Reverend James Speed has preached at Allen Temple AME Church in Greenville, South Carolina for the past 11 years. He says he doesn't tell his members how to vote, but rather to participate in the electoral process.
That sense of community is why politicians for decades have been coming to churches like this to court likely voters. Allen Temple and the community center next door have already hosted a handful of presidential candidates this year in a state where a majority of democratic primary voters are black. But candidates are realizing these efforts alone risk only furthering the generational divide between young and older black voters.
Overall, younger African Americans are less likely to be affiliated with black churches and are also not as religious compared to older generations. A trend that seems to be growing.
In 2007, only 12 percent of black people considered themselves unaffiliated with a religion. That number for the group grew to 18 percent. Pew points to generational differences as the reason for the shift. 1-in-3 black Millennials or (29%) are unaffiliated with any religion. Compare that to 16 percent for Generation X, 10 percent for Baby Boomers and just 7 percent for those in the Silent and Greatest generations.
"We're less religious than our parents and we're less religious than our grandparents. We embrace more of our spirituality rather if you will more so than organized religion," said Jalen Elrod who serves as the 1st vice chair of the Greenville County Democratic Party. "I would say from reconstruction up until probably now the black church has been at the center of black life social, political [and] economic. And I think you see a shift that is going to play a role in the 2020 election and definitely elections in years to come."

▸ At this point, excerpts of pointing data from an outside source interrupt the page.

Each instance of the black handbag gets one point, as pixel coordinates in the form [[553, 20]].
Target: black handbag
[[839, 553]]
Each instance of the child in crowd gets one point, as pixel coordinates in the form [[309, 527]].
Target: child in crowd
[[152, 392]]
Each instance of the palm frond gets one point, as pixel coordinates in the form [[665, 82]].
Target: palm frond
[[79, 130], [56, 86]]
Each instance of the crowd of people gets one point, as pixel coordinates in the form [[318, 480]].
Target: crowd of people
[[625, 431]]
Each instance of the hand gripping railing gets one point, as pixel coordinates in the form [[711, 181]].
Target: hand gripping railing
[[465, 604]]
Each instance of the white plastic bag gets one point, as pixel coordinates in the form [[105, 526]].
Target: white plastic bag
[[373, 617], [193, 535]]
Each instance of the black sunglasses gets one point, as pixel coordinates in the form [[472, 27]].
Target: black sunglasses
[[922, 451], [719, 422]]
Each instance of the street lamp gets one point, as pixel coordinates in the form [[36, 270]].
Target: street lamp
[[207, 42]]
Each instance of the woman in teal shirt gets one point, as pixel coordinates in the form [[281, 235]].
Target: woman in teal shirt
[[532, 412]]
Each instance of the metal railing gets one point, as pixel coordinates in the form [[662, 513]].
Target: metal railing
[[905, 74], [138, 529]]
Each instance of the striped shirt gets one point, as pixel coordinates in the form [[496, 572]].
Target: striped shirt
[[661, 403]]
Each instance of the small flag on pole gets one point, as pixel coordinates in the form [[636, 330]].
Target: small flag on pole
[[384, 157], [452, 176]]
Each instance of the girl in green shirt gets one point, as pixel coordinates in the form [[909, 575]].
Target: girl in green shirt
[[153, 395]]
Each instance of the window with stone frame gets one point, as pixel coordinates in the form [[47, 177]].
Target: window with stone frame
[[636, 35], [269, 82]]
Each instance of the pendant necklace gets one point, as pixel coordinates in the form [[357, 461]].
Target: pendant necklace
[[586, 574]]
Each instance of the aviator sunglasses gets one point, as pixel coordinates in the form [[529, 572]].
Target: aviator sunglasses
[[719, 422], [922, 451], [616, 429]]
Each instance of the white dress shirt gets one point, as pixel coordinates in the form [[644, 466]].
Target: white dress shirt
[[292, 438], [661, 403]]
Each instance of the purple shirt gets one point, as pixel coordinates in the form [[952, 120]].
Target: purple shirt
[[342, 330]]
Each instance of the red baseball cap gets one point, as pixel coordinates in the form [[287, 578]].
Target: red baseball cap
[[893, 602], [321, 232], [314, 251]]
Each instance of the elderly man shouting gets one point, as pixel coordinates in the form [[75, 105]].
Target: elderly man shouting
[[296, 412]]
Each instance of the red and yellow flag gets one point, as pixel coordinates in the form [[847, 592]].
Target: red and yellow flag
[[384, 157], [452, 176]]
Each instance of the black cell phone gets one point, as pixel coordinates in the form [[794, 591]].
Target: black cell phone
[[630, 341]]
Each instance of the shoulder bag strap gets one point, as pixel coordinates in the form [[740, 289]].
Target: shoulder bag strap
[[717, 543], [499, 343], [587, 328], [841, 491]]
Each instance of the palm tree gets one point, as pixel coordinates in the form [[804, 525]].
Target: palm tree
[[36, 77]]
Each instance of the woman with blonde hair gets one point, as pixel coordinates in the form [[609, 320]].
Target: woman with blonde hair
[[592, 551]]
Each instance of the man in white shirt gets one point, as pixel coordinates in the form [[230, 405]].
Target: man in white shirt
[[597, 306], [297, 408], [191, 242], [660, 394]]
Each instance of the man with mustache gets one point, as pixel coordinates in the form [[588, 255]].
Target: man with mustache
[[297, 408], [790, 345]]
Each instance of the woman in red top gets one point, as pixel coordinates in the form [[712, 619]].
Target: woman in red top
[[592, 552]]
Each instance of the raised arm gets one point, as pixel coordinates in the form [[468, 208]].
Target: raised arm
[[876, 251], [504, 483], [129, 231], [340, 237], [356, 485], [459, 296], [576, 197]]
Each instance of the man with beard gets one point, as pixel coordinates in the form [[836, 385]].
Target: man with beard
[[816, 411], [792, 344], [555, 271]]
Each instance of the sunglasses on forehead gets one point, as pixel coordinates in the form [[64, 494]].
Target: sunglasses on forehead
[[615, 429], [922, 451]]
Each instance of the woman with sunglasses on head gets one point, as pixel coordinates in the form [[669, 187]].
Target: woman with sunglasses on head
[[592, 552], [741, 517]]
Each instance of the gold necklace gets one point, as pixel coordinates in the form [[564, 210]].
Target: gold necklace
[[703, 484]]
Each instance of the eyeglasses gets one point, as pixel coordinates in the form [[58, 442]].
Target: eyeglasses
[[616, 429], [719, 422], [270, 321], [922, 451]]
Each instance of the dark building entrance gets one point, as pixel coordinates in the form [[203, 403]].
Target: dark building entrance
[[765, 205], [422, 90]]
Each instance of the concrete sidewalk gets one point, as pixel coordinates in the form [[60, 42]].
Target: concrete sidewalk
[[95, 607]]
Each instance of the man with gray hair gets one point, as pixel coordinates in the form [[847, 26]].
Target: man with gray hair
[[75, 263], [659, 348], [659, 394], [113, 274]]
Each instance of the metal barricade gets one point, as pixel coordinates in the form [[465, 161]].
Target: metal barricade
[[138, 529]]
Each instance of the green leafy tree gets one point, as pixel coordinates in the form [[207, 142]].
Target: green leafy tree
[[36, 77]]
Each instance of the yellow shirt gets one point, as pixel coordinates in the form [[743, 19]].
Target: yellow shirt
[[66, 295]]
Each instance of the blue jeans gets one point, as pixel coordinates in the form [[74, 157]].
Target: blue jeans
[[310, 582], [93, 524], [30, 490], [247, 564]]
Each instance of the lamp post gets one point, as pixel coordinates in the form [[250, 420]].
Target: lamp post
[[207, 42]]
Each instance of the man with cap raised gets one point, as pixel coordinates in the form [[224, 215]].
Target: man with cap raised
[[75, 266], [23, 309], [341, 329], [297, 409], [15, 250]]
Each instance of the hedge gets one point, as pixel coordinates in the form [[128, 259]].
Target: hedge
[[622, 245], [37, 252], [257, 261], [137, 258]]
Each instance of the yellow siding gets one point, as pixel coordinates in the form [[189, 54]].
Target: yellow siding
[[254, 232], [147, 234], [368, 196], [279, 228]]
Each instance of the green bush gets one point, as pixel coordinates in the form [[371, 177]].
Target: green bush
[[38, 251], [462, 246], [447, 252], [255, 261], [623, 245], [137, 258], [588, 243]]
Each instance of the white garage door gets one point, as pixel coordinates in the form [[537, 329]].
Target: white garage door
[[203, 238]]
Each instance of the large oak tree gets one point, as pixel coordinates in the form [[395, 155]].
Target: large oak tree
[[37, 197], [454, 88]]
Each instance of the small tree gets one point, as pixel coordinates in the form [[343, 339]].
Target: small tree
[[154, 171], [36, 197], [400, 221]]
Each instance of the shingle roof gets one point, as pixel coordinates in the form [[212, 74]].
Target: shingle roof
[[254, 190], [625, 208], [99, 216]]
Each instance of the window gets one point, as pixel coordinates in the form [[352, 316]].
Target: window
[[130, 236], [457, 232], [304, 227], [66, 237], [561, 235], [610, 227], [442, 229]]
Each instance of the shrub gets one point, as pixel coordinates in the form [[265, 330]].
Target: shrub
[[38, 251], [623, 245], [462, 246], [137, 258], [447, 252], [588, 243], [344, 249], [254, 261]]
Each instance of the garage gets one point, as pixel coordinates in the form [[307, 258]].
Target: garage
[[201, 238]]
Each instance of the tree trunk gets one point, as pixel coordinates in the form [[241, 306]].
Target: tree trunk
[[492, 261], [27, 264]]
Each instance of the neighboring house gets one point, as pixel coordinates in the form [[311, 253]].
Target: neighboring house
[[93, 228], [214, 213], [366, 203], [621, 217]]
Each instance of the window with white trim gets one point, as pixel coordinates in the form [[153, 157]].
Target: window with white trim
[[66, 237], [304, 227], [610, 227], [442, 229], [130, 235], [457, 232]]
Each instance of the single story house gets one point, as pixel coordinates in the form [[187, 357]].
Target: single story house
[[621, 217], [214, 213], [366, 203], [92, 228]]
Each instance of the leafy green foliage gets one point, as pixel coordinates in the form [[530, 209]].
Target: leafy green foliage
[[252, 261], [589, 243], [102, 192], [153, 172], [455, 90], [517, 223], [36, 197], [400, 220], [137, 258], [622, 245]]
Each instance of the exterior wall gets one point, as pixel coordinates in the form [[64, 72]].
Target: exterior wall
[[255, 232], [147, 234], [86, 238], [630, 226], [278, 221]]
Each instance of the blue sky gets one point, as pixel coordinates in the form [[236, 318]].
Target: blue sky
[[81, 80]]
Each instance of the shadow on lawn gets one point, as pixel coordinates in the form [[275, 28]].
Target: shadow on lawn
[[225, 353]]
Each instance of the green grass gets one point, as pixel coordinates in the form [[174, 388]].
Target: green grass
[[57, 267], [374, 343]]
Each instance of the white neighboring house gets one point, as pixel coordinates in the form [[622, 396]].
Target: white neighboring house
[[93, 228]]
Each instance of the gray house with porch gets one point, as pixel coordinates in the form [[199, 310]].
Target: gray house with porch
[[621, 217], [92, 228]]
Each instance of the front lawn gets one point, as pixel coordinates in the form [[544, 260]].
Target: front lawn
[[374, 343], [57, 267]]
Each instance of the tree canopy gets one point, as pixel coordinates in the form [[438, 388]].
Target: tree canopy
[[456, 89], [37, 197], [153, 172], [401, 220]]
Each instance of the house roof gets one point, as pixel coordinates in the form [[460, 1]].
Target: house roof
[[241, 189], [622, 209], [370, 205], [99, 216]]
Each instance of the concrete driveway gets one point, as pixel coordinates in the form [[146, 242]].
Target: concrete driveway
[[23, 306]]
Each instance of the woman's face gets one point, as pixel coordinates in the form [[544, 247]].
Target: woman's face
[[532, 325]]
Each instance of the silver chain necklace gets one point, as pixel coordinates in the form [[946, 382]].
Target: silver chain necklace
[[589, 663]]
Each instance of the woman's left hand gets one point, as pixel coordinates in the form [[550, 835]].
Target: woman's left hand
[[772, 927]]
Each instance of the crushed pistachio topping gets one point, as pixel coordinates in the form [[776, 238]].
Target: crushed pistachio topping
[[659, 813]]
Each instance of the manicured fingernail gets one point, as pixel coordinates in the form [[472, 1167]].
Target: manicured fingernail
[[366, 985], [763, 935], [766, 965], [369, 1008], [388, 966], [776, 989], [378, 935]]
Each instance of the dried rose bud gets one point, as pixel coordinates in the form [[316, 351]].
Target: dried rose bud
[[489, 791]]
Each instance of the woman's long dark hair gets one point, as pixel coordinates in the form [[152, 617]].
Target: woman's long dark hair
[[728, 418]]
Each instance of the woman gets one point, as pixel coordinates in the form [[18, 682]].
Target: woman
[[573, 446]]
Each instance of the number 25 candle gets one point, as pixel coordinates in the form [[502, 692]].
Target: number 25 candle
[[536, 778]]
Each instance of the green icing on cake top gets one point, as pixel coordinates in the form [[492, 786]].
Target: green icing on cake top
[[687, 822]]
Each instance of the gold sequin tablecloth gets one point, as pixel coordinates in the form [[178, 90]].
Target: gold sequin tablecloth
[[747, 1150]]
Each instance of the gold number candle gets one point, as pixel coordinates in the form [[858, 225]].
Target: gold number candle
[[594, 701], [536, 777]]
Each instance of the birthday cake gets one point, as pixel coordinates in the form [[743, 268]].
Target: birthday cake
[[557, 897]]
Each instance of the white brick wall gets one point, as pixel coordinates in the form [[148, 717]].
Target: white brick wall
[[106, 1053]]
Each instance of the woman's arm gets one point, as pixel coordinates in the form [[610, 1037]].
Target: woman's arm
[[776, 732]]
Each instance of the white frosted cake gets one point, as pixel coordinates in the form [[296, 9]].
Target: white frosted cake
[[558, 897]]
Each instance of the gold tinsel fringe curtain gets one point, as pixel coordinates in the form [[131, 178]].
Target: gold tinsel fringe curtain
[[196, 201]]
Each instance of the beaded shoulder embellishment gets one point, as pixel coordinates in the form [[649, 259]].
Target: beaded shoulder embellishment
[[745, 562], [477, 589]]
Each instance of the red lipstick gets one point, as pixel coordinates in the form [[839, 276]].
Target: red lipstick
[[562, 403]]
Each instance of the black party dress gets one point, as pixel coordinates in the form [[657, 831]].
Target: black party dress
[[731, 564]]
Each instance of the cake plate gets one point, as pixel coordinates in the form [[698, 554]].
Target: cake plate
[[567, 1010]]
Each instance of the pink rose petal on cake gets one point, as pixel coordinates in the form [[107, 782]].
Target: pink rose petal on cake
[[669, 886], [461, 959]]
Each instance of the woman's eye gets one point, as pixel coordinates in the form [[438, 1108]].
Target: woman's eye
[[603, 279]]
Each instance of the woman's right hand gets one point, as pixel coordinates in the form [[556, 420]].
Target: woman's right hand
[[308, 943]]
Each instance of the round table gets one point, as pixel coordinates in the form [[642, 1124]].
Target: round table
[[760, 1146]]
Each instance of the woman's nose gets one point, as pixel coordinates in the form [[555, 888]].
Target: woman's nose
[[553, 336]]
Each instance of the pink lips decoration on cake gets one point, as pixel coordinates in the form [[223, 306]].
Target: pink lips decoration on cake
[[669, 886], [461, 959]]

Experts say the reasons young black people are shying away from the church are varied, but civic groups, fraternal organizations and political movements like Black Lives Matter are some of the outlets they gravitate towards in the absence of activism through the church.
Presidential candidates like Senator Cory Booker have picked up on this change. Booker says his campaign works with churches and he's also ramping up outreach efforts to attract younger voters.
"Well, it's not either or, it's and both. And so I grew up in the church, God is the center of my life and I'm going to continue to use church and religious institutions as a way to talk to people and connect with people, communicate with people about my ideas and my spirit and I think that's a tradition that we're going to keep," Booker said during a campaign stop in South Carolina. "But also [with] young voters, you have to master social media [and] you have to talk on the radio stations that they listen to and really honor them and see them for who they are. The strength of our communities [and] the future of our communities."
Appearances on radio shows like The Breakfast Club and a push to hire a diverse staff are some of the ways other candidates are appealing to this core group of voters.
Party leaders in the state also expect presidential hopefuls to reach out to black Greek organizations and heavily campaign on the campuses of historically black colleges.
"You have to go to the barbershops [and] into the beauty salons and into the nightclubs even," Elrod added. "To the community centers to the malls [and] to the concert[s]. You had to go where the young folks are because for good for ill it's not the church anymore."
And even though young people may not be as active as they once were in the church, Reverend Speed is still hoping to tap into their passion by engaging them. Building on past traditions that elevated the concerns of African Americans on a national scale.
"It's incumbent [for] us as a church and for the younger generation to find a way to come together," Speed said. "We need each other. The young folk have the energy they have the strength. We have the wisdom and you put the strength, [energy] and wisdom together. We can do great things."